Born Riley B. King in 1925 on a rural Mississippi plantation, he has been immersed in Southern music traditions since childhood. After an early start playing on small town street corners, King hitchhiked to Memphis in 1947. Settled there with his cousin Bukka White, he got his first break performing on Sonny Boy Williamson’s KWEM radio program. By 1948 he had earned his own show, “Sepia Swing Club,” on legendary station WDIA, and had become a regular performer at the Sixteenth Avenue Grill.
At one of King’s more memorable shows from the mid-1950s, a wild bar fight broke out between two men over a woman named Lucille. The ruckus eventually caused a fire and the evacuation of the building. King, having at first left his guitar behind, was forced to risk his life to reenter and save his beloved instrument. Since that night he has called each of his guitars Lucille. The name has been a reminder never to do something as foolish again, and today remains an iconic moniker for each of his trademark Gibson guitars.
King scored his first hit, “Three O’ Clock Blues,” in 1952. In the years that followed, he amassed a series of chart-topping songs, including classics such as “Payin’ The Cost to the Boss,” “How Blue Can You Get,” “Everyday I Have the Blues,” “Why I Sing the Blues” and “The Thrill is Gone”—a pop crossover which won a 1970 Grammy Award and entered the Grammy Hall of Fame in 1998. He toured extensively as a young performer, and in 1956 performed an astounding 342 shows. Even in recent decades, he has averaged over 250 concerts per year.
B.B. King elevated the status of blues music and has influenced generations of musicians. His signature single string guitar style—marked with clear, distinct noting in the right hand and emotive vibrato in the left—has been imitated by players such as Eric Clapton, George Harrison, and Jeff Beck. In 2009, Time called him one of the top ten electric guitar players of all time.

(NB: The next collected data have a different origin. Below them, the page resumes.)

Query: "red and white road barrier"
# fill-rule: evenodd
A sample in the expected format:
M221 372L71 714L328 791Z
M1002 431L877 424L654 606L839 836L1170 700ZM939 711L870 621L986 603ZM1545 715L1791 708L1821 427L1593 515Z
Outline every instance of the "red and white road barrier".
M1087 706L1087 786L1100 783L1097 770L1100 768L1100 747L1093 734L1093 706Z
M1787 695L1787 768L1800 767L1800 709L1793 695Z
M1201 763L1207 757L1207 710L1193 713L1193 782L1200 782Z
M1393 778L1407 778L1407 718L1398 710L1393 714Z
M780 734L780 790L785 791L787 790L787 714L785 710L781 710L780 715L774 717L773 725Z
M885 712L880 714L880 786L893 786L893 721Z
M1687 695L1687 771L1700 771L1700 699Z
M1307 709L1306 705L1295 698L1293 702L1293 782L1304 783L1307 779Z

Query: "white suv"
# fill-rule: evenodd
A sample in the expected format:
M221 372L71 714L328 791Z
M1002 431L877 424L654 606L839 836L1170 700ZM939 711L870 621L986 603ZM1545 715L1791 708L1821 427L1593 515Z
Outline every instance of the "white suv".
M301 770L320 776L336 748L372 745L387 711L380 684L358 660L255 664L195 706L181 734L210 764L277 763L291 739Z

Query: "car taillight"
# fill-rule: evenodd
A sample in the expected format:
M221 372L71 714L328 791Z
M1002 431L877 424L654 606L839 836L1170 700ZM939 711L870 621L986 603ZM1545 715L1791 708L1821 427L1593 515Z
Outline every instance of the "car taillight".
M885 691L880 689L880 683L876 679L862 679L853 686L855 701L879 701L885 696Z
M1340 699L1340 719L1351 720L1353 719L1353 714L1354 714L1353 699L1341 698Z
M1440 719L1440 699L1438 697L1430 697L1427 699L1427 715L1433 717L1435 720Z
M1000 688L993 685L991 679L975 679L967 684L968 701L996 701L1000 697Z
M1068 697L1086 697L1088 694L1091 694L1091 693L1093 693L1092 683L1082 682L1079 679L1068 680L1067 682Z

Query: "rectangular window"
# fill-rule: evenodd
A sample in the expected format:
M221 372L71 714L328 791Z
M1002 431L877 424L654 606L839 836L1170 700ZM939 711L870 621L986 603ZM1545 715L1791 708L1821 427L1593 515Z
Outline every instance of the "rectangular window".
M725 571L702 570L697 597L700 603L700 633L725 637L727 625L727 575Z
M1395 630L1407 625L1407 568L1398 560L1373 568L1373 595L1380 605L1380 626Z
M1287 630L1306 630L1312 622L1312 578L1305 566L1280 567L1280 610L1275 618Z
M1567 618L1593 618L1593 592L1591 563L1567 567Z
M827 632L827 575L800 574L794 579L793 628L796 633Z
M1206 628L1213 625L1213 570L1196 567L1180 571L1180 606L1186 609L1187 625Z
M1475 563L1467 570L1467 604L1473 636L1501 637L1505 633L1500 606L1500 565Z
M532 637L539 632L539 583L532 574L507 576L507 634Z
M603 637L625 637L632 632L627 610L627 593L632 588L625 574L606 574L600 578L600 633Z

He is an inductee in the Blues Foundation Hall of Fame and The Rock and Roll Hall of Fame; a recipient of the Presidential Medal of Freedom, National Academy of Recording Arts and Sciences Lifetime Achievement Grammy Award and the Kennedy Center Honors; and a conferee of several honorary doctorates from distinguished colleges and universities. His name is synonymous with Memphis and Beale Street, and he is a proud ambassador of the blues. Today, B.B. King’s music continues to inspire and entertain around the world.